Y eso hicieron. «Miranda» no se atrevía a meterse en el agua, pero danzaba por la orilla, al mismo borde de las olas, cogiéndose la faldita roja ante el regocijo de todos los niños que estaban por allí cerca. «Ciclón» penetró en el agua osadamente tratando de alcanzar a su amo. Nabé era el que nadaba mejor. Ya se encontraba perfectamente, en parte porque volvía a sentirse feliz. Pensaba con cariño en sus tres amigos… no, cuatro, contando a «Ciclón». Pasaba lo que pasase, nunca, los dejaría.
—¿Puedes venir con nosotros esta tarde, Nabé? —le preguntó Roger cuando se secaban al sol después del baño.
—Oh, sí. No empiezo a trabajar hasta las cinco y media —replicó Nabé—. ¿Qué vais a hacer?
—No lo hemos pensado —dijo Chatín—. A mí me gustaría pasear en barca.
—Sí. Buena idea —dijo Roger—. Escucha… podemos ir remando hasta la Hoya de Tantán… me encantará verla.
—¿Qué es eso? —preguntó Nabé interesado.
Se lo explicaron en seguida.
—No está muy lejos… hacia el acantilado que separa nuestra bahía de la base submarina —dijo Chatín cuando Roger hubo desentrañado todas las descripciones del remolino.
—Bien. Alquilaremos un bote e iremos esta tarde —dijo Nabé—. Me gustará verlo. No he visto nunca un remolino.
Era ya hora de comer, de manera que se separaron, y Roger y los otros regresaron apresuradamente a la posada… no porque fuese tarde, sino porque tenían mucho apetito. Subieron corriendo a lavarse y adecentarse.
—Será mejor que devuelva el cepillo del señor Maravillas —dijo Chatín—. Espero que no esté en su habitación; Así podría entrar y dejarlo en cualquier sitio, y no necesitaría dar explicaciones del mal comportamiento de «Ciclón».

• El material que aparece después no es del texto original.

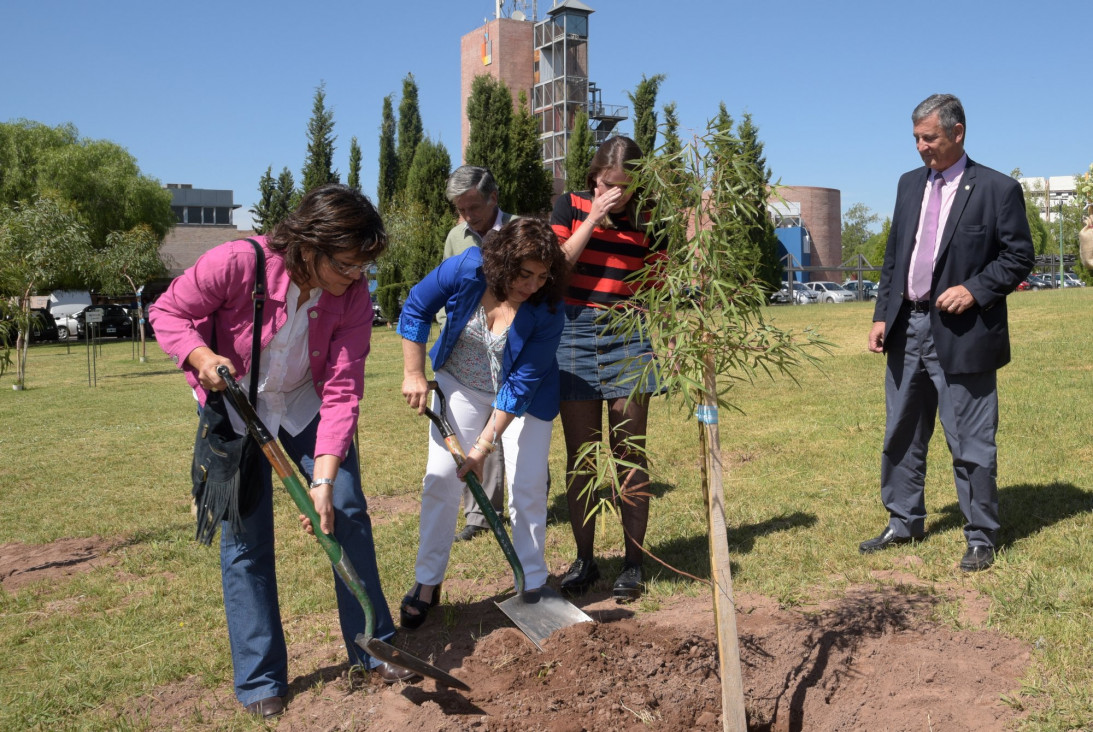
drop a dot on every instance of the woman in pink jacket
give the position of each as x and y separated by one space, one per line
315 337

Chatín llamó suavemente con los nudillos, y escuchó. No se oía el menor ruido en el interior, y abrió la puerta con sumo cuidado, llevando el cepillo en la mano.
Mas se detuvo, pues a pesar de todo allí estaba el señor Maravillas ante una mesa llena de tarjetones con toda clase de números que luego de estudiarlos, los iba anotando rápidamente. Chatín no sabía qué hacer, y carraspeó para llamar su atención.
El señor Maravillas se puso en pie en el acto volviendo el rostro airado hacia Chatín mientras cubría los tarjetones con la mano.
—¿Qué significa esto? ¿Qué desea, y cómo se atreve a entrar así? —preguntó con voz dura, y al darse cuenta de que se trataba sólo de Chatín, trató de sonreír.
—¡Vaya, pequeño… me has asustado! Estaba preparando uno de mis trucos mágicos… sumido en mis pensamientos… absorto en mis cálculos… y me has sobresaltado. ¿Qué es lo que quieres?
—Siento decirle que mi perro ha cogido su cepillo esta mañana, señor —dijo Chatín todavía asustado por el rostro tan airado que acababa de ver—. Y vengo a devolvérselo.
—Oh, gracias —dijo el mago cogiéndolo para dejarlo sobre la mesa. Luego hizo que Chatín se acercará a él—. ¿Por qué no te lavas las orejas, niño?
—Ya lo hago —replicó Chatín, indignado.
—Vaya, vaya… si crecen patatas detrás de cada una —dijo el mago sacando dos patatas pequeñitas de detrás de las orejas de Chatín, que le contempló boquiabierto.
—¿Y por qué guardas los relojes dentro de la boca? —continuó el señor Maravillas lanzando una risita—. Cualquiera puede verlos y llevárselos… así. —E introduciendo el índice y el pulgar en la boca del niño sacó dos relojes pequeñitos.
—Oiga… mire, vaya —tartamudeó Chatín asombrado.
—¿Y qué es lo que llevas en los bolsillos de tus pantalones? —preguntó el prestidigitador, y Chatín los contempló asombrado viendo que estaban muy abultados. Metió las manos y extrajo dos zanahorias de uno y una manzana del otro que le mostró con aire incrédulo.
—Comida para un burrito —le dijo el señor Maravillas riendo por lo bajo—. Te gustan las zanahorias, ¿verdad? ¡Pues cómetelas para cenar!